Casellas Joaquim, Ibáñez-Escriche Noelia, García-Cortés Luis Alberto, Varona Luis
Genètica i Millora Animal, IRTA-Lleida, 25198 Lleida, Spain.
Genet Sel Evol. 2008 Jul-Aug;40(4):395-413. doi: 10.1186/1297-9686-40-4-395. Epub 2008 Jun 17.

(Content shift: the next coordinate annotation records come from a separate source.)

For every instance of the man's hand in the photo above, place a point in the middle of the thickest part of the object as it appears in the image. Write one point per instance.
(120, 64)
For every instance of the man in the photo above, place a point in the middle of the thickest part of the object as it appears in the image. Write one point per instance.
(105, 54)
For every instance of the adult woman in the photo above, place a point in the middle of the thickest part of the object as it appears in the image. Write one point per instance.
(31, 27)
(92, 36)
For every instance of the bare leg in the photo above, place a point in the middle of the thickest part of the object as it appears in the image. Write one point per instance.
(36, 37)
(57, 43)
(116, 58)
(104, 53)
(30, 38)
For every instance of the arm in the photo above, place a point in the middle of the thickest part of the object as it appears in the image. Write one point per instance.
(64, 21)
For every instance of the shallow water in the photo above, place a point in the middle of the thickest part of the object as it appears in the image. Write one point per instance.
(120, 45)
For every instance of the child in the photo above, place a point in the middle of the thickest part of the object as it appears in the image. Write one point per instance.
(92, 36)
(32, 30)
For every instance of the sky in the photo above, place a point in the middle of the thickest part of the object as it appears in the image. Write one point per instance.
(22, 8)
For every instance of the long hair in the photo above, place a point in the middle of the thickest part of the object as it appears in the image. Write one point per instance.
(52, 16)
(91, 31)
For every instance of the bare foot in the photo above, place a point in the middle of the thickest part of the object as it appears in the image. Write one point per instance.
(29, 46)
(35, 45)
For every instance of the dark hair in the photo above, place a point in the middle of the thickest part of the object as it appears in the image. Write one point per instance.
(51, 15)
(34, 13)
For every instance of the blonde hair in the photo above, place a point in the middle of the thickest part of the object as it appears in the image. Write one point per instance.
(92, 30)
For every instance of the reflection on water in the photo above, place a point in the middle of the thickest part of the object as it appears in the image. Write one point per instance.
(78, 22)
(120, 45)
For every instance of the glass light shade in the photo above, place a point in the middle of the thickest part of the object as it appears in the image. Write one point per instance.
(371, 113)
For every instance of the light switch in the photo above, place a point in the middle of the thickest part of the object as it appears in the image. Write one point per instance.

The implementation of Student t mixed models in animal breeding has been suggested as a useful statistical tool to effectively mute the impact of preferential treatment or other sources of outliers in field data. Nevertheless, these additional sources of variation are undeclared and we do not know whether a Student t mixed model is required or if a standard, and less parameterized, Gaussian mixed model would be sufficient to serve the intended purpose. Within this context, our aim was to develop the Bayes factor between two nested models that only differed in a bounded variable in order to easily compare a Student t and a Gaussian mixed model. It is important to highlight that the Student t density converges to a Gaussian process when degrees of freedom tend to infinity. The two models can then be viewed as nested models that differ in terms of degrees of freedom. The Bayes factor can be easily calculated from the output of a Markov chain Monte Carlo sampling of the complex model (Student t mixed model). The performance of this Bayes factor was tested under simulation and on a real dataset, using the deviation information criterion (DIC) as the standard reference criterion. The two statistical tools showed similar trends along the parameter space, although the Bayes factor appeared to be the more conservative. There was considerable evidence favoring the Student t mixed model for data sets simulated under Student t processes with limited degrees of freedom, and moderate advantages associated with using the Gaussian mixed model when working with datasets simulated with 50 or more degrees of freedom. For the analysis of real data (weight of Pietrain pigs at six months), both the Bayes factor and DIC slightly favored the Student t mixed model, with there being a reduced incidence of outlier individuals in this population.
学生t混合模型在动物育种中的应用被认为是一种有用的统计工具,可有效减弱现场数据中优惠待遇或其他异常值来源的影响。然而,这些额外的变异来源并未声明,我们也不知道是否需要学生t混合模型,或者一个标准的、参数化较少的高斯混合模型是否足以达到预期目的。在此背景下,我们的目标是开发两个嵌套模型之间的贝叶斯因子,这两个模型仅在一个有界变量上有所不同,以便轻松比较学生t混合模型和高斯混合模型。需要强调的是,当自由度趋于无穷大时,学生t密度收敛于高斯过程。然后可以将这两个模型视为在自由度方面有所不同的嵌套模型。贝叶斯因子可以根据复杂模型(学生t混合模型)的马尔可夫链蒙特卡罗采样输出轻松计算得出。使用偏差信息准则(DIC)作为标准参考准则,在模拟和真实数据集上测试了该贝叶斯因子的性能。这两种统计工具在参数空间中显示出相似的趋势,尽管贝叶斯因子似乎更为保守。有大量证据支持在自由度有限的学生t过程下模拟的数据集使用学生t混合模型,而在自由度为50或更多的数据集上使用高斯混合模型有适度优势。对于实际数据(皮特兰猪六个月时的体重)分析,贝叶斯因子和DIC都略微倾向于学生t混合模型,该群体中异常个体的发生率有所降低。